The ongoing commodification of media in general certainly doesn't help. When a thing becomes a commodity, the point of differentiation between providers becomes the quality and speed of service. That's it.

With online-and traditional media, as well-clients many times don't let their agencies do their jobs. They come to them saying "I want this, and some of that, and a little of this, and I want it now and I don't want to pay very much for it."

What many clients don't seem to realize is that by bringing on an agency to help them with their advertising and marketing, they have brought on board a collection of typically supremely intelligent and experienced people who are experts at putting together the best plan possible that satisfied a company's stated marketing objective. They don't NEED to be told what to do.
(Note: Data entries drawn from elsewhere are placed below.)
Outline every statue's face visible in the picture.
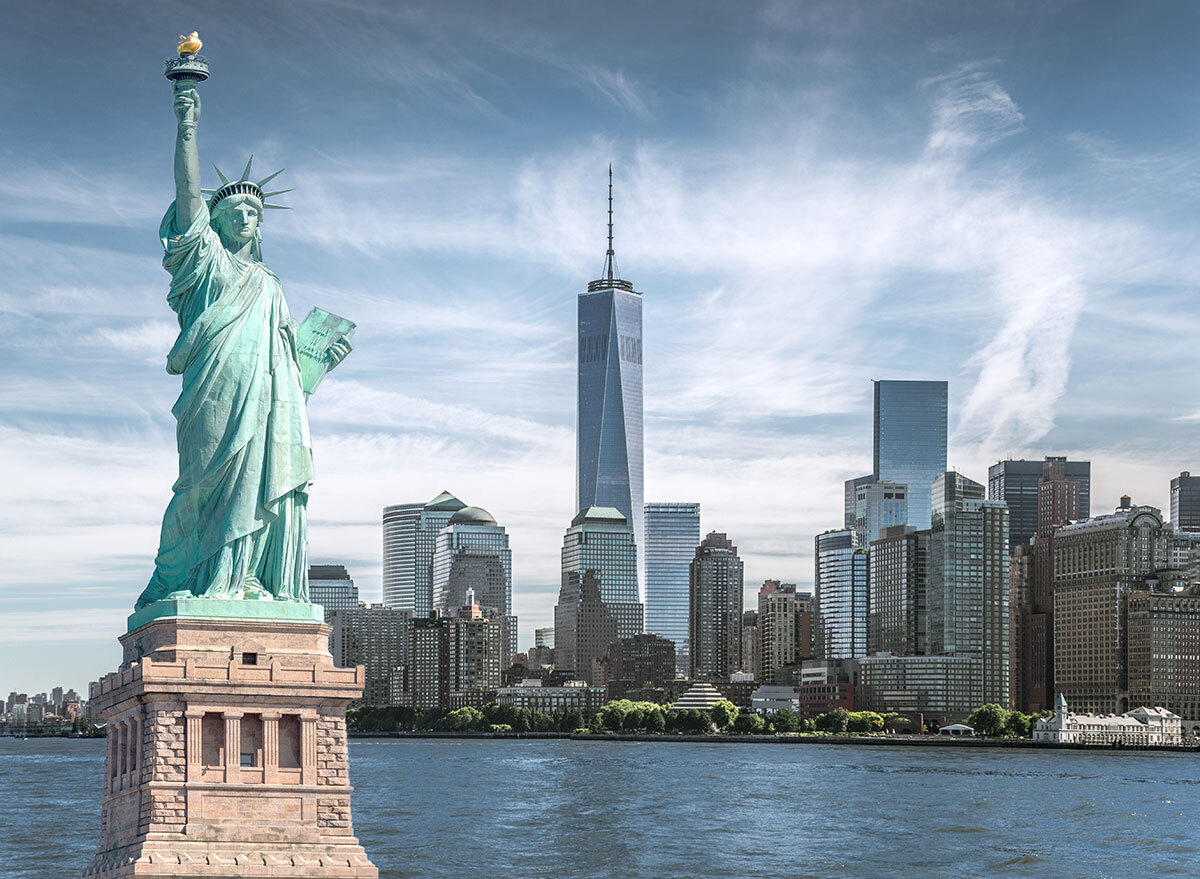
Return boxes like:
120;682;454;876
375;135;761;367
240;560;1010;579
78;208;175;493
218;199;259;244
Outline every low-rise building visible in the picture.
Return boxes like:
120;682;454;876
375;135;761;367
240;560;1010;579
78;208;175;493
1033;693;1183;746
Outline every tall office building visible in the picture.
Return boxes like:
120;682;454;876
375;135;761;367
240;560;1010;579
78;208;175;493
812;528;868;660
758;580;812;683
430;507;517;668
383;491;467;618
926;471;1012;707
308;564;359;623
1171;471;1200;531
851;482;908;546
866;525;929;656
575;168;643;583
875;381;948;530
988;455;1092;545
554;507;646;647
642;503;700;674
688;531;744;681
1054;497;1171;714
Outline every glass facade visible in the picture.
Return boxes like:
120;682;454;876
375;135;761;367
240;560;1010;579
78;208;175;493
988;455;1092;546
575;280;643;583
383;491;467;617
875;381;948;530
643;503;700;672
814;530;869;659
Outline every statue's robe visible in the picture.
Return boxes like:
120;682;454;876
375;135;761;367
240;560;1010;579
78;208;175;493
138;203;312;608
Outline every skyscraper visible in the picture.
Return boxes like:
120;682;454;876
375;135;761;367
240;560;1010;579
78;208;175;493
812;530;868;659
988;455;1092;545
430;507;517;668
875;381;948;530
688;531;744;681
642;503;700;672
575;168;643;581
383;491;467;618
1171;471;1200;531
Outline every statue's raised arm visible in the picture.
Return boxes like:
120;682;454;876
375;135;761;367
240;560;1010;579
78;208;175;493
175;79;204;229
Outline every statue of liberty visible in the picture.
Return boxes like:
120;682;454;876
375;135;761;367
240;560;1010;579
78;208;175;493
137;75;353;608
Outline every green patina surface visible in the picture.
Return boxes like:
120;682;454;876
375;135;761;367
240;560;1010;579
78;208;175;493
128;598;325;632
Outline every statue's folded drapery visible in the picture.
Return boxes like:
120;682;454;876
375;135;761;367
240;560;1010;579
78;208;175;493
138;204;312;608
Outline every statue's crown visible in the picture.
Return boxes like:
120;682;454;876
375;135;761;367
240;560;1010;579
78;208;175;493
200;156;292;213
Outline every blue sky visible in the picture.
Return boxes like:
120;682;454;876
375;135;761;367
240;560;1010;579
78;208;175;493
0;2;1200;692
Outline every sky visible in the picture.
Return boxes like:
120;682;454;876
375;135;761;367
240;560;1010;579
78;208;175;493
0;0;1200;695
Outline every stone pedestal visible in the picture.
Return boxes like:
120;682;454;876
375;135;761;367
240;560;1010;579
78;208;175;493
84;602;379;879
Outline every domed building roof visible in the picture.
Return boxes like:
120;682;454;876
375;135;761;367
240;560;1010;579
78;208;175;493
450;507;496;525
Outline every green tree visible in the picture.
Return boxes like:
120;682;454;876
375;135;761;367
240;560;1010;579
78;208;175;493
708;699;738;730
1004;711;1031;739
733;711;767;736
817;708;850;735
846;711;883;733
967;702;1008;736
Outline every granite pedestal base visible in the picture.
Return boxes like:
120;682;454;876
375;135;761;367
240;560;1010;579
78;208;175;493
83;602;379;879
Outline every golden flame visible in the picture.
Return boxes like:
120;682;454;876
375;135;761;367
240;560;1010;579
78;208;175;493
179;30;204;55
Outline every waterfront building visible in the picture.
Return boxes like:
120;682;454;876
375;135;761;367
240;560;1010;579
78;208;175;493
866;525;930;656
383;491;467;618
575;174;644;573
688;531;744;681
1052;497;1174;714
554;569;618;684
758;580;812;683
330;604;413;706
496;680;606;720
308;564;359;623
988;455;1092;551
926;471;1012;707
852;482;908;546
874;381;948;530
1033;693;1183;747
608;633;677;699
854;654;983;720
554;507;646;643
642;503;700;672
1171;471;1200;531
814;530;869;659
1128;586;1200;733
430;507;517;668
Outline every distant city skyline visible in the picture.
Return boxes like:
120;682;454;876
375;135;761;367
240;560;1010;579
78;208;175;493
11;0;1200;690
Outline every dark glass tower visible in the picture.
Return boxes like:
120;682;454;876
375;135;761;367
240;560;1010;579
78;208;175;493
875;381;947;530
575;168;644;573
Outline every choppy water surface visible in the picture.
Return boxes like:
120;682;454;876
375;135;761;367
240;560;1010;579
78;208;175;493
0;739;1200;879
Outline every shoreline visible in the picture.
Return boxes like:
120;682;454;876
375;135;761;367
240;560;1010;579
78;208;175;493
348;730;1200;754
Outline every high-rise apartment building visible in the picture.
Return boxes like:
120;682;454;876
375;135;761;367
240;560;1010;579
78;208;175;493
852;482;908;546
575;176;644;581
642;503;700;672
812;528;869;659
430;507;517;668
688;531;744;681
926;471;1012;707
988;455;1092;549
554;507;646;647
1054;497;1172;714
330;604;413;705
866;525;930;656
308;564;359;623
874;381;948;530
383;491;467;618
758;580;812;683
1171;471;1200;528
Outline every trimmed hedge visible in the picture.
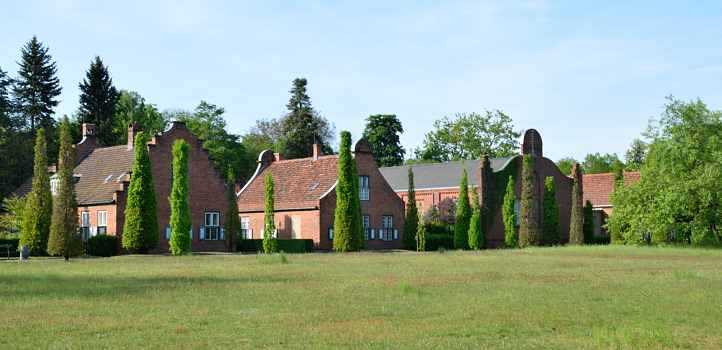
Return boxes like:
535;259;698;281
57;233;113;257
85;235;118;257
237;239;313;253
0;238;20;259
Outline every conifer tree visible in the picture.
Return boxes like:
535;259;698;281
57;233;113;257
170;139;193;255
263;171;278;254
223;167;241;252
454;169;471;249
122;132;158;253
78;56;120;146
542;176;561;245
404;167;419;250
468;190;486;250
13;36;61;133
20;128;53;255
502;175;519;248
569;163;584;244
48;117;83;260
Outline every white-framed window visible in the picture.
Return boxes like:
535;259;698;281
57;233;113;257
98;210;108;235
203;211;221;241
359;175;371;201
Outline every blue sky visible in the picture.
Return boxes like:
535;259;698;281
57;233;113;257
0;0;722;160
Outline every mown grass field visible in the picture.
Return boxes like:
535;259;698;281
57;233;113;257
0;247;722;349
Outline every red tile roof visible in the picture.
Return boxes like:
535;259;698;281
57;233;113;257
237;155;338;212
582;171;639;207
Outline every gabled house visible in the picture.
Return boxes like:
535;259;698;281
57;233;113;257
237;139;404;250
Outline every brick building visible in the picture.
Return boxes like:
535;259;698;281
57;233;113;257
16;122;227;252
238;139;404;250
380;129;572;247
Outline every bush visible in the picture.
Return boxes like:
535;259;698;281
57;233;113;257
237;239;313;253
85;235;118;257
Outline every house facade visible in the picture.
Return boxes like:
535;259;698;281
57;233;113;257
237;139;404;250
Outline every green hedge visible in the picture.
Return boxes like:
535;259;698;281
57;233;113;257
0;238;20;259
237;239;313;253
85;235;118;256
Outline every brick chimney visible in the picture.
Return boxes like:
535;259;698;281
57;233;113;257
128;122;140;149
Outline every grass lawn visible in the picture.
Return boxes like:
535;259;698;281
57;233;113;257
0;246;722;349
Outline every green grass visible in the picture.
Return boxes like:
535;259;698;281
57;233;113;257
0;247;722;349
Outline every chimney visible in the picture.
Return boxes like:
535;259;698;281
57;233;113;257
128;122;140;149
313;143;321;160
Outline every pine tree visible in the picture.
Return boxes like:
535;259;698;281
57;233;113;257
468;191;486;250
502;175;519;248
404;167;419;250
122;132;158;253
78;56;119;146
170;139;193;255
569;163;584;244
542;176;561;245
48;117;83;260
263;171;278;254
333;131;364;252
454;169;471;249
13;36;61;133
223;167;241;252
20;128;53;255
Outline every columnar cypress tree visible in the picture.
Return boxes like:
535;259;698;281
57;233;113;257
48;117;83;260
502;175;519;248
404;167;419;250
333;131;364;252
169;140;193;255
468;190;486;250
542;176;561;245
123;132;158;253
569;163;584;244
454;169;471;249
263;171;278;254
20;128;53;255
223;167;241;252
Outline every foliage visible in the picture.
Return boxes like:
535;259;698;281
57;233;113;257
85;235;118;257
363;114;404;165
20;128;53;255
169;139;193;255
607;97;722;246
48;117;83;260
333;131;364;252
415;110;520;162
78;56;118;146
519;154;540;248
263;171;278;254
122;132;158;253
403;167;419;250
542;176;561;245
502;175;519;248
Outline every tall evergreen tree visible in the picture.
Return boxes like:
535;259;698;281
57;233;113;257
454;169;471;249
20;128;53;255
404;167;419;250
169;139;193;255
122;132;158;253
333;131;364;252
263;171;278;254
519;154;539;248
569;164;584;244
78;56;119;146
48;117;83;260
542;176;561;245
223;167;241;252
468;190;486;250
13;36;61;132
502;175;519;248
363;114;406;167
281;78;333;159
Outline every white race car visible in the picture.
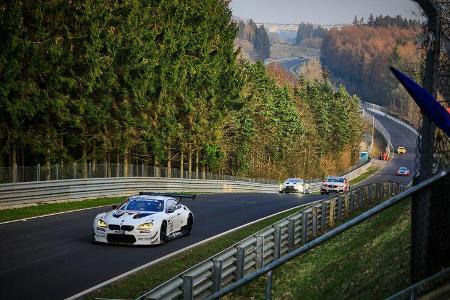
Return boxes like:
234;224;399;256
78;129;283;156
279;178;309;194
320;176;350;195
93;193;195;245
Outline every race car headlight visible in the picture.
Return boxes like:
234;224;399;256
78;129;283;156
97;219;108;228
137;223;153;230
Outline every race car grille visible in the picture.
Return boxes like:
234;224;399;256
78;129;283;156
106;233;136;244
108;224;120;230
120;225;134;231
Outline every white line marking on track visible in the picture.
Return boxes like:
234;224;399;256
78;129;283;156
0;204;111;225
66;199;312;300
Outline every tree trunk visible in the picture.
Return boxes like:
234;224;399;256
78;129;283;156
81;143;87;178
166;148;172;178
180;150;184;178
195;149;199;179
123;150;128;177
116;153;120;177
188;149;192;179
11;144;17;182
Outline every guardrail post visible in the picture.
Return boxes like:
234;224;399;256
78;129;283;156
236;247;245;281
183;275;194;300
266;270;272;300
320;201;327;233
358;188;365;208
273;225;281;260
312;207;317;237
256;236;264;269
337;196;342;222
288;219;295;252
302;211;308;245
213;260;223;292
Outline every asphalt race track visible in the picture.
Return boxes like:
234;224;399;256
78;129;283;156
0;113;416;299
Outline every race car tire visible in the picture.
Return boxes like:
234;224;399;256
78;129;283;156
181;215;194;235
159;221;167;245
They will need some direction in terms of a marketing objective, but from there, the agency can handle it. If you need to tell your media shop what media to use and where to place your ads, either A) you don't need a media shop or B) your media shop sucks.

To paraphrase an old saying by David Ogilvy, the pantheon of advertising wisdom and one of my heroes, "why buy a dog if you are going to do your own barking?"

Of course, there is the flip side to this scenario that has the client wanting you to produce something entirely customized, but still expects the product to be as readily available and easy to produce as pushing buttons on a juke box.

"I want a jingle written by Beethoven!"

"Uh, but Beethoven is dead, sir."

"I don't care! I want him resurrected and I want him composing a little ditty for my new cat food!"

"Well, all right, sir... but, uh, it's going to take more than a handful of quarters and five minutes to muster the forces of Darkness and reanimate the dead."

"I want a resurrection! I want Beethoven! And I want it to cost a dollar!"

You know where this kind of thing goes. Somehow the account person has got the client paying a dollar for a guy dressed up like Beethoven writing a jingle for a 30-second reminiscent of "Fur Elise."

Either way, the agency is not relied on for its expertise. Instead, the agency is there to satisfy the whim of a client who is sure they know more than their shop. And if what the client has imagined doesn't work out, the agency can always serve as the fall guy.

For a while, agencies were considered repositories of marketing wisdom and experience. Somewhere along the way, they become oxen yoked to pull a client's desire.

At some point, the same old song becomes wearisome. To hear something new, you might have to stop pushing grimy buttons in a tired bar and go out into the sun and buy a new album.